It is as if the fintech world views bitcoins in either black or white — nothing close to grey.
On Monday, those two perspectives were in contrasting view. On the one hand, VentureBeat published a laudatory opinion piece on bitcoins, claiming that “bitcoin is going to be one of the most dynamic areas in tech over the coming five years.” Yet, on the same day, HSBC formally abandoned its ties to the world’s first regulated bitcoin investment fund.
What’s going on here?
The fact is that bitcoin has become arguably the most polemic variable in financial services today. This is not just a glass half full/half empty debate. Rather, bitcoin can equally be seen as “evil” or “good,” and that has financial services splitting into two distinct camps of lovers and haters of bitcoin.
Let’s start, appropriately enough, with the lovers. In his VentureBeat post, Richard Goold, an attorney, explains that “[t]he main benefits are that payments with Bitcoin are private, fast, and cheap.” He writes that “there’s no doubt” that more bitcoin-funded ventures will sprout in London — and, I would presume, globally, as well.
HSBC, no doubt, would argue with this perspective.
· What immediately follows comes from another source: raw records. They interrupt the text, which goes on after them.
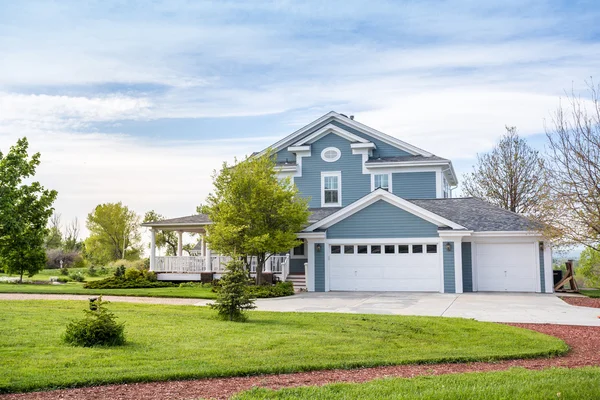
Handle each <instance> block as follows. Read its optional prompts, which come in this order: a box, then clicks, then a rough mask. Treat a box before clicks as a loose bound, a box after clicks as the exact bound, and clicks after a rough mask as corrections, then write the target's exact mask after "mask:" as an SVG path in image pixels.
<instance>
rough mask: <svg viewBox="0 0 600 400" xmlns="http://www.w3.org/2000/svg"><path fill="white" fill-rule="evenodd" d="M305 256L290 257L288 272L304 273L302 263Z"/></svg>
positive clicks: (303, 265) (297, 273) (305, 261)
mask: <svg viewBox="0 0 600 400" xmlns="http://www.w3.org/2000/svg"><path fill="white" fill-rule="evenodd" d="M307 261H308V259H307V258H290V274H301V275H304V263H305V262H307Z"/></svg>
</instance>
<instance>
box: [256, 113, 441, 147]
mask: <svg viewBox="0 0 600 400" xmlns="http://www.w3.org/2000/svg"><path fill="white" fill-rule="evenodd" d="M333 120H337V121H339V122H340V123H342V124H344V125H346V126H349V127H352V128H354V129H356V130H358V131H360V132H363V133H364V134H366V135H370V136H372V137H374V138H376V139H379V140H381V141H382V142H385V143H387V144H389V145H391V146H394V147H396V148H399V149H401V150H404V151H406V152H408V153H410V154H413V155H421V156H424V157H430V156H432V155H433V154H431V153H429V152H427V151H425V150H423V149H420V148H418V147H416V146H413V145H411V144H409V143H406V142H404V141H402V140H400V139H397V138H395V137H393V136H390V135H387V134H385V133H383V132H380V131H378V130H376V129H373V128H371V127H368V126H366V125H364V124H361V123H360V122H357V121H355V120H353V119H350V118H348V117H346V116H345V115H343V114H338V113H336V112H335V111H330V112H328V113H327V114H325V115H323V116H322V117H320V118H318V119H316V120H314V121H313V122H311V123H310V124H308V125H306V126H304V127H302V128H300V129H298V130H297V131H295V132H293V133H292V134H290V135H288V136H286V137H284V138H283V139H281V140H280V141H278V142H277V143H275V144H273V145H272V146H270V148H271V149H273V150H274V151H275V152H277V151H279V150H281V149H284V148H286V147H288V146H291V145H293V144H294V143H296V142H298V141H299V140H301V139H302V138H303V137H305V136H306V135H309V134H310V133H311V130H312V129H314V128H316V127H319V126H320V125H322V124H325V123H328V122H331V121H333ZM266 150H267V149H265V150H263V151H261V152H260V153H258V154H259V155H262V154H264V152H265V151H266Z"/></svg>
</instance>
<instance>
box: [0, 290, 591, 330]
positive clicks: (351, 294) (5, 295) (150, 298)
mask: <svg viewBox="0 0 600 400" xmlns="http://www.w3.org/2000/svg"><path fill="white" fill-rule="evenodd" d="M89 297H90V296H77V295H44V294H12V293H10V294H9V293H6V294H0V300H27V299H30V300H40V299H55V300H87V299H88V298H89ZM103 298H104V299H105V300H108V301H115V302H117V301H118V302H130V303H147V304H174V305H196V306H204V305H206V304H208V303H210V302H212V300H199V299H174V298H157V297H128V296H103ZM256 305H257V309H258V310H261V311H288V312H337V313H359V314H394V315H428V316H443V317H461V318H473V319H476V320H479V321H491V322H512V323H538V324H562V325H584V326H600V318H599V316H600V309H597V308H587V307H576V306H571V305H569V304H567V303H565V302H564V301H562V300H561V299H559V298H558V297H556V296H555V295H553V294H517V293H464V294H459V295H457V294H442V293H399V292H378V293H377V292H328V293H301V294H297V295H295V296H290V297H280V298H275V299H259V300H257V301H256Z"/></svg>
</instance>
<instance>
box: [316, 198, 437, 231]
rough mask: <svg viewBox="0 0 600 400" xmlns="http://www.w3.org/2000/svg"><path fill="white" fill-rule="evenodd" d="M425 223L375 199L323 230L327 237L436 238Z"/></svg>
mask: <svg viewBox="0 0 600 400" xmlns="http://www.w3.org/2000/svg"><path fill="white" fill-rule="evenodd" d="M437 230H438V227H437V225H435V224H432V223H431V222H429V221H425V220H424V219H422V218H419V217H417V216H416V215H413V214H411V213H409V212H407V211H404V210H402V209H400V208H398V207H396V206H394V205H392V204H390V203H388V202H386V201H384V200H379V201H377V202H375V203H373V204H371V205H370V206H368V207H366V208H364V209H362V210H360V211H358V212H357V213H355V214H353V215H351V216H349V217H348V218H346V219H344V220H342V221H340V222H338V223H337V224H335V225H333V226H331V227H330V228H329V229H327V237H328V238H332V239H335V238H346V239H350V238H407V237H410V238H412V237H415V238H416V237H438V231H437Z"/></svg>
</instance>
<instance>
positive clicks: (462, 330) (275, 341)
mask: <svg viewBox="0 0 600 400" xmlns="http://www.w3.org/2000/svg"><path fill="white" fill-rule="evenodd" d="M86 306H87V304H86V302H79V301H33V300H27V301H0V366H1V370H2V374H0V392H15V391H31V390H39V389H50V388H58V387H74V386H86V385H95V384H106V383H123V382H135V381H157V380H168V379H185V378H203V377H217V376H243V375H251V374H262V373H285V372H296V371H308V370H317V369H328V368H357V367H367V366H377V365H393V364H408V363H434V362H444V361H451V362H466V361H475V360H498V359H505V358H517V357H537V356H550V355H556V354H562V353H564V352H566V351H567V346H566V344H565V343H564V342H562V341H561V340H559V339H557V338H554V337H550V336H545V335H542V334H540V333H536V332H532V331H528V330H524V329H519V328H515V327H511V326H507V325H500V324H493V323H485V322H477V321H474V320H467V319H455V318H439V317H405V316H387V315H353V314H324V313H269V312H251V315H250V321H249V322H247V323H233V322H224V321H220V320H218V319H217V318H216V317H215V312H214V311H212V310H210V309H208V308H205V307H190V306H162V305H147V304H125V303H112V304H110V305H109V307H110V309H111V310H112V311H114V312H115V314H116V315H117V316H118V318H119V321H123V322H125V333H126V336H127V339H128V341H129V342H128V344H127V345H125V346H123V347H120V348H75V347H69V346H67V345H65V344H63V343H62V341H61V335H62V333H63V332H64V329H65V326H66V324H67V323H68V322H69V321H70V320H72V319H74V318H80V317H81V316H82V315H83V313H82V309H83V308H85V307H86Z"/></svg>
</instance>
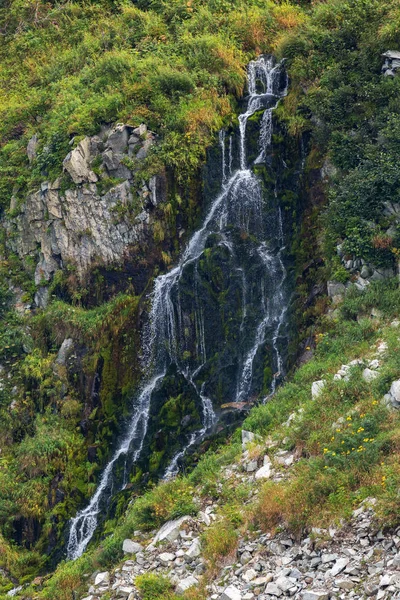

HSBC severed its ties with Global Advisors Bitcoin Investment Fund, the bitcoin investment fund based in Jersey, because it was concerned about the money laundering risk, the fund said. This is, of course, ironic considering that HSBC just last year paid a $1.9 billion fine for, er, money laundering. The fund’s manager said HSBC’s move was a “step in the wrong direction for Jersey.” For bitcoin, as well, I would imagine. HSBC, for its part, said only that Global Advisors was one of several “relationships that don’t meet our strategic criteria.”
Being that Global Advisors was a prominent bitcoin investor — there are unregulated bitcoin funds elsewhere in the world, according to the BBC — HSBC’s hesitancy cannot be overemphasized. HSBC is obviously, after its monumental money laundering fine, presumably the world’s most sensitive bank to such claims. In other words, if HSBC finds money laundering risk, which bank would presume otherwise?
Indeed, Goold acknowledges the problems with bitcoin, and they hearken to Global Advisors.
[C]urrently, even many sophisticated early tech adopters are scratching their heads unless they have a really compelling personal reason to start adopting Bitcoin (like buying large quantities of drugs on the dark web or moving vast sums offshore from China…). …
There is no central administrator for the system. This is important: Currencies are generally administered by governmental authorities. And so governments around the world really don’t quite know what to do with Bitcoin (which is currently the largest cryptocurrency/digital currency). …
Clearly payments being made in secret are a concern to law enforcement agencies around the world, but there are a lot of investors and companies out there that want to keep their (quite legal) business activities out of the limelight.
That’s true, and that might be driving the price of bitcoin (at $378.05 per 1 bitcoin at 11:13 AM ET). But does anyone really expect money launderers to not use digital currency? It is just too easy to money launder using such currency. There is no doubt that investments continue to roll in for digital currency-related startups, but HSBC should serve as a warning sign. While MasterCard came out yesterday with support for bitcoin (at least in Australia, where the government is exploring the role it should take in virtual currencies), as long as it includes ample regulatory girding, there are risks and they are not just being manufactured by naysayers.